HALTT4LLM - Hallucination Trivia Test for Large Language Models

This project is an attempt to create a common metric to test LLM's for progress in eliminating hallucinations; the most serious current problem in widespread adoption of LLM's for real world purposes.

Results (as of March 2023)

Model Name	Truthful QA	C	IDK	HQ Trivia	C	IDK	Fake Questions	C	NOTA Questions	C	IDK
GPT4All	79.51%	582	8	88.47%	1243	7	74.16%	310	70.32%	109	0
GPT-3.5	39.95%	142	246	59.33%	705	262	81.81%	342	51.93%	58	45
GPT-3	32.15%	220	7	55.67%	776	17	6.10%	26	32.25%	43	14
Llama-7B-4bit	83.51%	614	3	49.75%	701	0	2.15%	18	8.38%	26	0
Alpaca-7B-4bit	26.66%	196	1	44.32%	624	1	0.00%	0	0.00%	0	0
GPT-4

C number of correct answers
IDK number of 'I don't know' answers
NOTA stands for None of the Above
HQ Trivia - 1409 questions
Fake Questions - 418 questions
NOTA Questions - 155 questions

Scoring

The scoring is as follows:

+2 for a correct answer
1 for an uncertain (I don't know) answer
0 for an incorrect answer
HQ Trivia, Fake Questions and NOTA questions all have exactly 5 possible answers per question. The average score for a random answer taker in these three tests would be 60% under our scoring system.
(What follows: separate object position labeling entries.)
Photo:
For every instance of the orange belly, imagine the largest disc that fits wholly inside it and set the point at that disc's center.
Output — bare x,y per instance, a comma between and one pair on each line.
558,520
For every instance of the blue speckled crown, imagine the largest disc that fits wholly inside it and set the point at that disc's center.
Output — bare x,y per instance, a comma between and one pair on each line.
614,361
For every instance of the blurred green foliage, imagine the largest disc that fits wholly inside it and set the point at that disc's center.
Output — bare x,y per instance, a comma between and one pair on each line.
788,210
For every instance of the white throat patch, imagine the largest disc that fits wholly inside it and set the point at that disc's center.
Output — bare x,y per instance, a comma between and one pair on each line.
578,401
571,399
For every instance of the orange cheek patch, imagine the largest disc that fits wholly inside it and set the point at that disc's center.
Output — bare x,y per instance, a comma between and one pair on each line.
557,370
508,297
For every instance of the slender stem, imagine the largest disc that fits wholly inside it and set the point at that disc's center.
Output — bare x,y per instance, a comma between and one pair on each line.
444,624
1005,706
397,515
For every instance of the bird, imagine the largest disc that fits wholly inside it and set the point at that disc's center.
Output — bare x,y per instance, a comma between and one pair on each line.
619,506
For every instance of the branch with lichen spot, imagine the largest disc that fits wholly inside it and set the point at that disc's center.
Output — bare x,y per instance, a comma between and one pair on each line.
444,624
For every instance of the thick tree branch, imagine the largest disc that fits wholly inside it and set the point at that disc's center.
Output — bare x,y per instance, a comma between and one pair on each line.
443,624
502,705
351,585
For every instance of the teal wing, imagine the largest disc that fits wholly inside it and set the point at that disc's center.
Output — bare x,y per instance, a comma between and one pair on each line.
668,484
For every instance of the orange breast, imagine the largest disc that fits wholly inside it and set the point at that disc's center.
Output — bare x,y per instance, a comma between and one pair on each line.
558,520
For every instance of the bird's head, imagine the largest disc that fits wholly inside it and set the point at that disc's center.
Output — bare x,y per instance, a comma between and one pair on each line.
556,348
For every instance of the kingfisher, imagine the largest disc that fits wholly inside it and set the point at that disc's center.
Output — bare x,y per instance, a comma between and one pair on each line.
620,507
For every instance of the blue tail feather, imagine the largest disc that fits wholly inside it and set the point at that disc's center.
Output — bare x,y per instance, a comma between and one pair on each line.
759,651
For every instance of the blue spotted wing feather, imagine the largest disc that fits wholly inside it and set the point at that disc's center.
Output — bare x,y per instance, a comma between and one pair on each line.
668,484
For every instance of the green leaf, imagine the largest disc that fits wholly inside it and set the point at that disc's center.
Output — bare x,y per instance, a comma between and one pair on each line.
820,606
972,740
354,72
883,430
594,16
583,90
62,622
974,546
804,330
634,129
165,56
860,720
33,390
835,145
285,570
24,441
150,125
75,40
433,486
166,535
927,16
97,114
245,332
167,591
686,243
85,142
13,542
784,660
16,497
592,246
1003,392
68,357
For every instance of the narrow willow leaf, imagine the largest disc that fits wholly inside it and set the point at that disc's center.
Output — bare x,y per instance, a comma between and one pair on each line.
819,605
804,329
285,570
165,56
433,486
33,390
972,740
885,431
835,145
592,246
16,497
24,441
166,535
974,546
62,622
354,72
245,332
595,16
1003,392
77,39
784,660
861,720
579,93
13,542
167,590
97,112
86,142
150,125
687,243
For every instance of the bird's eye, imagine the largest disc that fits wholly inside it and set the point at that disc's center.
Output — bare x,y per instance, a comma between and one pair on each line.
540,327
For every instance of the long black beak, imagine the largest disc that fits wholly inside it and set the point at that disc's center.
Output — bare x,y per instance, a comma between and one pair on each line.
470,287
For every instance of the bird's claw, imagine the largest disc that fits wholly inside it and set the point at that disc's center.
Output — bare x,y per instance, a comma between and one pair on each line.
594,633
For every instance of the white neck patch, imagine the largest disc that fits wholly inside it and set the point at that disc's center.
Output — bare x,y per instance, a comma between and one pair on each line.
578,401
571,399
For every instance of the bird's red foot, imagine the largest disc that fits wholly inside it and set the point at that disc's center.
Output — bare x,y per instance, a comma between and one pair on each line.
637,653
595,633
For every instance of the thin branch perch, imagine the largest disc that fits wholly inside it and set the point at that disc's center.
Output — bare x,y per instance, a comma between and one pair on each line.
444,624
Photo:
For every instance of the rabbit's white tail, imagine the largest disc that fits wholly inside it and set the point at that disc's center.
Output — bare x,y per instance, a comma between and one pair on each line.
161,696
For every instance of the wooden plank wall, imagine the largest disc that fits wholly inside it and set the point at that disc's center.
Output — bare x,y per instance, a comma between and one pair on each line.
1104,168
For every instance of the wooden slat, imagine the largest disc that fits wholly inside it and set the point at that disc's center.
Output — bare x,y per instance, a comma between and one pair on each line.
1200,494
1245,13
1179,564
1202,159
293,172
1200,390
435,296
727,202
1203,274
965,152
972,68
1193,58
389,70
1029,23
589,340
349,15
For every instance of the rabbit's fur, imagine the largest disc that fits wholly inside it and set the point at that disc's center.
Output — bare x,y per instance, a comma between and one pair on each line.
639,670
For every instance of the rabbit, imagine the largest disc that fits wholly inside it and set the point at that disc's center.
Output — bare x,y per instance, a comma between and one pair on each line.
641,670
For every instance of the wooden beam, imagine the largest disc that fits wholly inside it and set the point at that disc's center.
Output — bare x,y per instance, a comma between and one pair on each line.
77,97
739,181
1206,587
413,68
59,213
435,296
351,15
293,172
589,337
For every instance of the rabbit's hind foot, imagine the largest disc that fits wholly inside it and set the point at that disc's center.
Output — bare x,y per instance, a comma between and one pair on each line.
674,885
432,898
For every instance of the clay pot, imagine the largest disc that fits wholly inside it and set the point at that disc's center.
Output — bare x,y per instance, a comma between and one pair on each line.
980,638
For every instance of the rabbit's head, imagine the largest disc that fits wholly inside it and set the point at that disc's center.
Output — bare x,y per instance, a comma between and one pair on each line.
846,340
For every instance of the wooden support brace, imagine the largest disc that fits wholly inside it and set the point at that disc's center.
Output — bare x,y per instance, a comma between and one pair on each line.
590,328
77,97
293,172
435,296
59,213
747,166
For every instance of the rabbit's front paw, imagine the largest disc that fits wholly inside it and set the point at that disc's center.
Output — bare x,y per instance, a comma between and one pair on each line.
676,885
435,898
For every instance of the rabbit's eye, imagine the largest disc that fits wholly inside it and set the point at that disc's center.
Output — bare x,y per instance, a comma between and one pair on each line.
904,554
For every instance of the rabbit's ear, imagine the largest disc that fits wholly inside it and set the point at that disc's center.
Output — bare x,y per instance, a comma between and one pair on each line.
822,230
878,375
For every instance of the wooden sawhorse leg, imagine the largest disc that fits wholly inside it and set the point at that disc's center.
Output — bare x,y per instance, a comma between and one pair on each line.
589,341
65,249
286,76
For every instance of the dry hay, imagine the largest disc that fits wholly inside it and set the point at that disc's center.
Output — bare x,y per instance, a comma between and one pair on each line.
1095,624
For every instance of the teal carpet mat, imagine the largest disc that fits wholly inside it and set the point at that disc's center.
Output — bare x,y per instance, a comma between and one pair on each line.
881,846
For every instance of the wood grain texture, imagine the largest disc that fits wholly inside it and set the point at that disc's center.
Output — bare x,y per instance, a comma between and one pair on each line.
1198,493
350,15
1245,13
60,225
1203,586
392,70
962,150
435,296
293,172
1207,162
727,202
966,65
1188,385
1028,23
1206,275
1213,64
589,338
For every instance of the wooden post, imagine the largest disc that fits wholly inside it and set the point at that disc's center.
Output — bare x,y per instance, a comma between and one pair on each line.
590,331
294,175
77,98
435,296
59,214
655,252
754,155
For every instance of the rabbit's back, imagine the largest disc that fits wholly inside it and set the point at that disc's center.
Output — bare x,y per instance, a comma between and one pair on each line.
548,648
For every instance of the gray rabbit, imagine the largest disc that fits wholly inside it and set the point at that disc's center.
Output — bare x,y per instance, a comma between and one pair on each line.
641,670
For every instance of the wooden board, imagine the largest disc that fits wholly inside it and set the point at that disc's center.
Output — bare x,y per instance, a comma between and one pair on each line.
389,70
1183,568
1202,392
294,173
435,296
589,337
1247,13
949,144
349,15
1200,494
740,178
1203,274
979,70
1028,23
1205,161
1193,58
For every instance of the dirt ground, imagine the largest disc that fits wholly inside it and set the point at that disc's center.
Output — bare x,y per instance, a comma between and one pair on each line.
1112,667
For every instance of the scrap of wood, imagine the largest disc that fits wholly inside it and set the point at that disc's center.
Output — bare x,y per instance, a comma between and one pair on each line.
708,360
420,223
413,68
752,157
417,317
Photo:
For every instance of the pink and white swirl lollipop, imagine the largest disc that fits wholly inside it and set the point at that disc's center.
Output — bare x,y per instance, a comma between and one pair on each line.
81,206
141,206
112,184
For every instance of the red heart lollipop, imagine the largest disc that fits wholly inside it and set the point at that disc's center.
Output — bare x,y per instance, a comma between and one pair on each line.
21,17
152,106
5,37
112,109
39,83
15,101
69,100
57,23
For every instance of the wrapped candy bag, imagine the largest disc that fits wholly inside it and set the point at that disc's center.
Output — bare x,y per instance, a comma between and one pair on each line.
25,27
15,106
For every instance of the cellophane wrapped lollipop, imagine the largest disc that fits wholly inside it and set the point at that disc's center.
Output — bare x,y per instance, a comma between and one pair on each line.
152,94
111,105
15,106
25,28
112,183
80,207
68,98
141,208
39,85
The idea here is for LLM's to make progress correctly answering 'I don't know' while maintaining a high score of otherwise correct answers. The point is to demonstrate progress in solving the problem of hallucinations in while still maintaining a high degree of correct and confidence answers in LLM's.

Strategy

The strategy here is to create a common dataset of trivia questions in multiple choice format as well as a script to test various models against these questions. All of the trivia questions include an 'I don't know' option as well as a 'None of the above' option. The trivia questions include a set of fake or trick questions where 'I don't know' is the correct response as well as a set of questions where 'None of the above' is the correct response. This in addition to a large corpus of real trivia questions with objective and unambiguous correct real world answers.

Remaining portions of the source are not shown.